You see, I'm not really the person to be telling you about Finals Week at Dartmouth. After all… I didn't have a single final this term. Yet I'm still going to tell you about my finals week, just so you know that it's possible not to have a final exam ;)

The courses I took this fall term are the following: Humanities 1 (HUM 1, equivalent to a Writing 5 course*), Introduction to Computer Science (COSC 1), and French 8 (the first course after the introductory sequence French 1-3, or advanced French).

HUM 1 had no final–we simply had to write an essay of 8 to 10 pages. Simply? I can see you raising your eyebrows there. Is writing eight to ten pages simple?! Well, I prefer writing 10 pages over one week than actually studying and stressing out for an exam. So in this way–SIMPLY an essay, yes!

CS 1 (or COSC 1) had a different way of managing the final-exam situation. Throughout the term, we had three exams (they were supposed to be four) that all counted toward our final grade. In other words: Three midterms, but no final. This was their philosophy, and I quite liked it.

French 8 is another humanities/sociology class–we learned about French culture and language in French. We did study a bit of grammar, so for a while I thought that we might have a final that would cover all the grammar we learned throughout the term, but there was SIMPLY another paper. No actual exam. I'm not going to lie to you here, writing 1800 words in French was definitely a challenge–never before had I written so much in French. But it wasn't impossible, and it was better than a final exam… I guess. I've never had a final exam at Dartmouth, so I can't actually tell you what's better ;)

So since I had so much free time on my hands, you're probably asking: What did I do during finals week? Reporting, of course. I was thinking about you ALL the time–I walked around campus and noted down things, so I can tell YOU everything about finals at Dartmouth… First, I noted how the cookies at FOCO (our big cafeteria) seemed to be disappearing at a faster rate than normal. Second, I noted that all of my usual study-spaces–the Tower Room and the East Reading Room in Baker, the Sanborn Library, Berry Second Floor, and the Stacks (header image)–were packed! And I finally realized that for some reason, there was nobody in the computer science building! I had the entire building just for myself and my humanities essay. 
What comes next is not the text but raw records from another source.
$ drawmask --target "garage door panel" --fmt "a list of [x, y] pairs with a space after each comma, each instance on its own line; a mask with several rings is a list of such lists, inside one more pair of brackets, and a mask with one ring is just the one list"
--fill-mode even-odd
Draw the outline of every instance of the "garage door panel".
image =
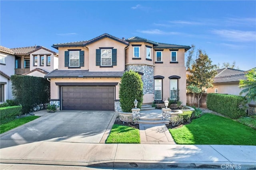
[[114, 89], [109, 87], [62, 87], [62, 109], [114, 111]]

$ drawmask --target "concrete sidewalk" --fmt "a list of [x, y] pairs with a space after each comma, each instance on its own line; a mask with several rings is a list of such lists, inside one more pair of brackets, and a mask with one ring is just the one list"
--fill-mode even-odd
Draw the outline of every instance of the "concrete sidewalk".
[[[127, 168], [256, 168], [256, 146], [43, 141], [0, 150], [1, 163]], [[232, 168], [234, 169], [234, 168]]]

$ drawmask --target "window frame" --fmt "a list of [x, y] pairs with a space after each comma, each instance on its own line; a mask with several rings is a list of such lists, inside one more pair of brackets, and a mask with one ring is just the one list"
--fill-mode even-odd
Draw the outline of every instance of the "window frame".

Wait–why were you writing your HUMANITIES essay in the computer science building, Kalina? Because the CS building is bright and modern-looking enough to give you productivity vibes, but at the same time it's cozy and warm, so it also gives you creativity vibes. What better place to write a humanities essay than the CS building, eh?

And that's my report for finals week. It's cookie time!

a view of sanborn library: cozy sofas under bright chandeliers
Sanborn Library

a view from the second floor in the east reading room
(Sorry it's blurry) the East Reading Room

*A Writing 5 course is a mandatory course every freshman takes at some point during their first year at Dartmouth–it serves as your writing requirement. There are different varieties of Writing 5 courses (you can check them out here), but you can take the Humanities sequence instead if you're interested in literary/film classics. (This term we read Goethe's Faust and we saw Pixar's Wall-E. It was classics time!)